With rising costs in almost every sector, businesses are facing tough decisions about their finances. For many, the cloud has been one of the first expenses to be cut loose. This comes as a shock to some who see the cloud as a major part of the future. Amazon’s AWS along with CoreWeave and Microsoft have all been dealing with unexpected challenges.
Is The Cloud Strong Enough?
It’s a sensitive time for the cloud industry. Just as the fairly new sector is finding its feet, the world has come upon a particularly rough patch. While many cloud providers are being hit hard right now, some continue to attract significant investment.
AWS and Microsoft have seen a fall in new customers. It is worth mentioning that both companies continue to grow, simply at a slower rate.
CoreWeave recently secured a $2.3bn investment in order to deal with mounting debts. The company, undeterred by its financial trouble, still plans to build 14 new data centres this year.
Meanwhile, Google Cloud has had an excellent financial year.
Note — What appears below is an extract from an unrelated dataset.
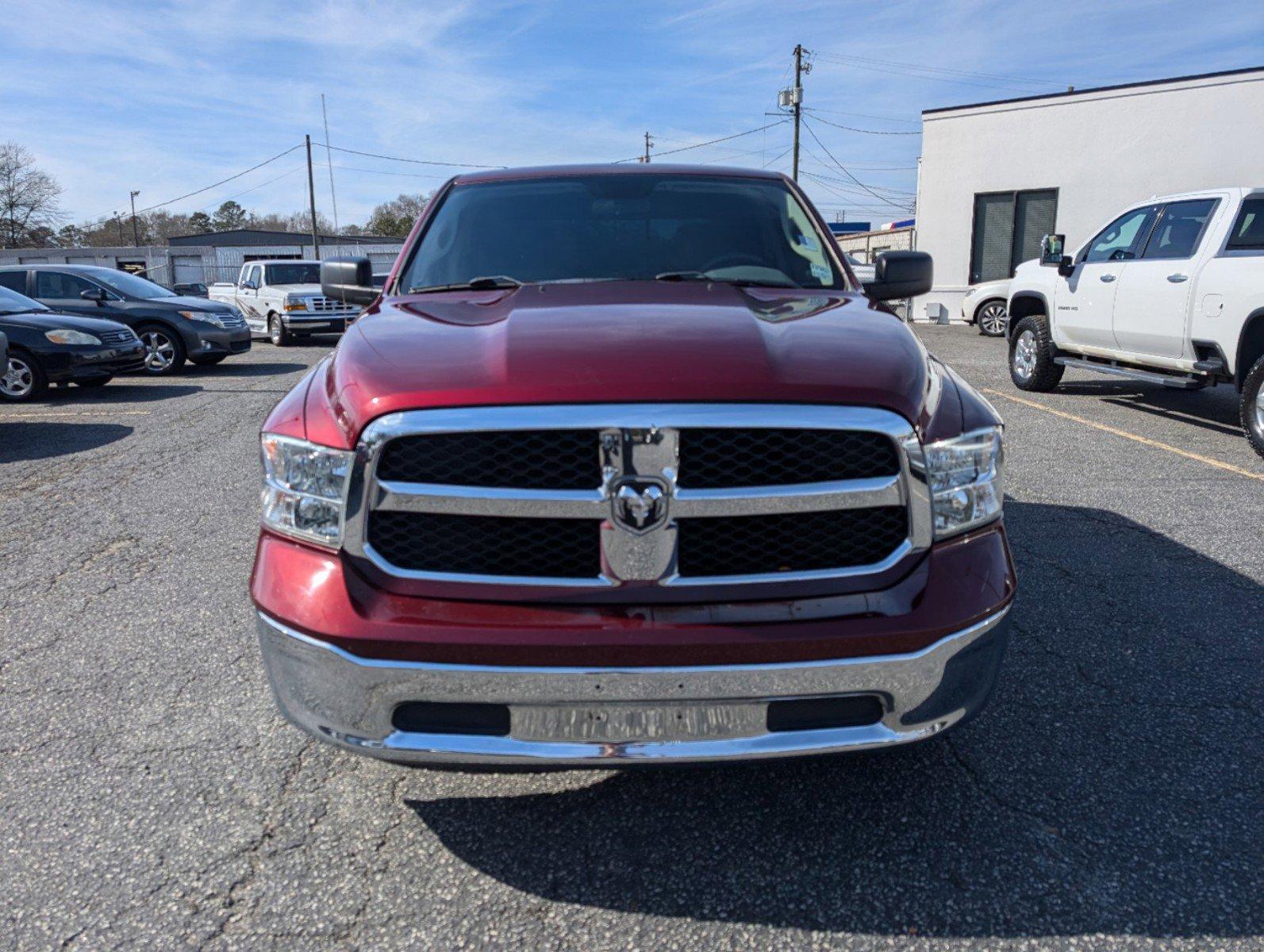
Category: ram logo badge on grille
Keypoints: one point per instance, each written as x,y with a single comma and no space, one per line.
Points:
640,505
But Microsoft has been declining, which is much more in line with wider industry themes.
AWS Reports Financial Losses
During the pandemic Amazon pocketed sky-high profits but since last 2021, growth for the business has been declining. A recent earnings report shows they are gradually regaining losses but still appear in a sorry state.
The company’s cloud arm, AWS, is struggling more than the rest of the company. It was thought by Amazon that AWS would lead the company into record profits, but that was not to be. Amazon reported a financial loss in 2022. Previously, it hadn’t done so since 2014.
The reason for this simply comes down to fewer sales and rising costs. It’s perhaps a shock for one of the world’s most renowned companies to go through – in the words of Evercore ISI analyst, Mark Mahaney – “a massive de-rating”.
This is a tough time for businesses from all over the world, in almost every sector. It’s no wonder that a not yet fully matured industry, like the cloud, is so susceptible to turbulent economic periods. Will all these cloud companies survive? Is the cloud sector going to be entirely reshaped? Or is this just a bump in the road?